Five sombre men, all obviously from the same bloodline, in suits
and hairstyles that smack of circa 1970-something, pose for the
camera as the young man in front clutches a trophy. A small plaque
below says: the Mansi Family.
Two generations of the Mansi Family are in that photograph. Brothers
Aldo and Anacleto Mansi, known universally as Cleto, and their
sons, Dante and Gaetano and Gino the latter three the third
generation of Mansis to take their place on the Hill today.
The qualities that distinguish this legendary Chalk Farm restaurant
are in that photograph. Good, solid Italian stock. A charming
old-fashionedness. And an unwavering belief in the importance
of family values.
For nearly 75 years, Marine Ices, founded by Gaetano Mansi, a
first-generation Italian immigrant in 1934, has taken pride of
place in its corner of the Hill, tantalising generations of north
Londoners with its uniquely Italian combination of divine ice-cream
and home-made pizza and pasta.
So much so that the simple family-run institution has just been
honoured with yet another award, this time from a Sunday newspaper.
For Dante, 52, who runs the restaurant with brother Gaetano and
cousin Gino, the answer is simple.
He said: We provide excellent food at a very fair price.
It is a family restaurant with traditional Italian food. We make
our own bread, our own sausages, our own ice-cream. We like families
and they seem to like us.
It is for their homemade ice-cream that the Mansis are perhaps
best known, which is not to put down the range of
traditional pizzas and pastas on offer. Now their traditional
Italian bombe ice-creams from amaretto to coffee and chocolate
grace the menus of restaurants from Chez Gerard to Italian
chain restaurants like Pizza Express and Strada.
Brother Gaetano, 46, quieter than his more assertive older
brother is in charge of the ice-cream and it is obviously
a labour of love.

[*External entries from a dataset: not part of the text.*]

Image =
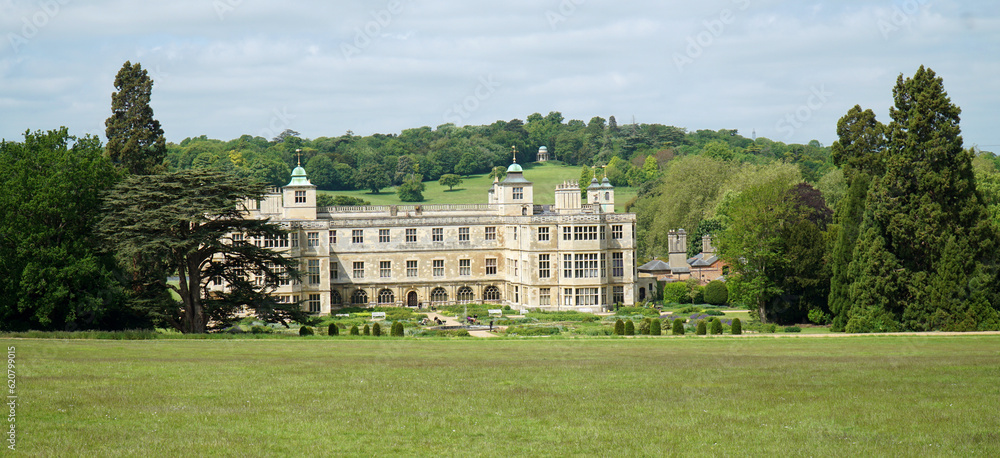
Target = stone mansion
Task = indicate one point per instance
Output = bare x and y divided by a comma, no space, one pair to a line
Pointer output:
567,256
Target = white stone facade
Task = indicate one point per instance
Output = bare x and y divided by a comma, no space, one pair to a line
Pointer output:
568,256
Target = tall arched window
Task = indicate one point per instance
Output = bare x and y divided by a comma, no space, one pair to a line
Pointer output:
465,294
439,295
491,293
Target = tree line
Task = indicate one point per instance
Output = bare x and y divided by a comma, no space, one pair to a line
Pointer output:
900,233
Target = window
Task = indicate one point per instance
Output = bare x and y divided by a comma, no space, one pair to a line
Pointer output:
543,266
283,279
584,232
617,264
279,241
587,296
313,268
585,265
604,265
491,293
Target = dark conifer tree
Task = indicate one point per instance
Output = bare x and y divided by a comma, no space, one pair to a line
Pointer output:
135,140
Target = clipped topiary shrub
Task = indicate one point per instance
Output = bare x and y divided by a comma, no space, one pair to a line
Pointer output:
716,293
644,326
716,326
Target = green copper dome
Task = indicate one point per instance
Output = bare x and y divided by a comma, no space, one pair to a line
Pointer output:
299,178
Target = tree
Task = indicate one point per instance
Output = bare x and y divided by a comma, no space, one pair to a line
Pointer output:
54,272
135,140
412,189
655,327
371,175
450,180
926,246
322,173
716,293
191,224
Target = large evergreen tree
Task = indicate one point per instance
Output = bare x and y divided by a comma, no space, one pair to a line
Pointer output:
54,274
926,249
135,140
183,223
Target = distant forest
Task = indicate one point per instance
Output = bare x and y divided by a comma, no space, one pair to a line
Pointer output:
344,162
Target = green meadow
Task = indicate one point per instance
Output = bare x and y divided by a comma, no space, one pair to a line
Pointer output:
545,176
725,396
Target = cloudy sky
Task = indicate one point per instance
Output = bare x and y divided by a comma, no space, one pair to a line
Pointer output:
785,69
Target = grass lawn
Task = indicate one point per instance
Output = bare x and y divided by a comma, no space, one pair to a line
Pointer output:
545,176
853,396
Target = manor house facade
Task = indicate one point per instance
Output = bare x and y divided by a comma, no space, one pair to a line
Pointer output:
567,256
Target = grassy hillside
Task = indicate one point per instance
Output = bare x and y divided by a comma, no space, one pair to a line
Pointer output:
545,176
756,396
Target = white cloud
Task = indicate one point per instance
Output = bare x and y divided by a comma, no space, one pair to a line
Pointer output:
223,67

He still remembers the range of flavours introduced
by Cleto in the 1960s, when he says, the business really took
off.
Gaetano said: We had mango, rum and butter, peanut crunch,
crème de menthe, maple walnut. I used to come by after
school and help in the restaurant and Dante would deliver icecream
to the West End.
Today there is an ice-cream factory above the shop introduced
by the technically minded Gino that churns out more than
800 litres every hour.
Rum and butter and maple walnut have disappeared but old favourites
like mint choc-chip and strawberry remain, with newer flavours
like amaretto and coconut reflecting todays more ambitious
palates.
But it is simple vanilla and chocolate that dominate the sales,
as they have always done. Gaetano is now experimenting with a
darker, deeper chocolate flavour, again, he says, in line with
modern tastebuds.
On the restaurant side, it is the simple tomato and cheese pizza
the margherita and spaghetti bolognese which are
most popular with customers. This says a lot about both Marine
Ices and its devoted following.
In the face of chain restaurants with their generic menus and
American ice-creams so loaded with cookie dough, nuts and fudge
and other bits that the ice cream is almost a by-product, this
is a place that has stuck to the basics simple, quality
ingredients, a warm and friendly service and unbeatable food.
More than anything, it knows where its heart is. Gaetano Mansi
Sr who set sail from Ravello in southern Italy all those years
ago with a dream of his own ice-cream parlour in the bright lights
of London would be very proud indeed.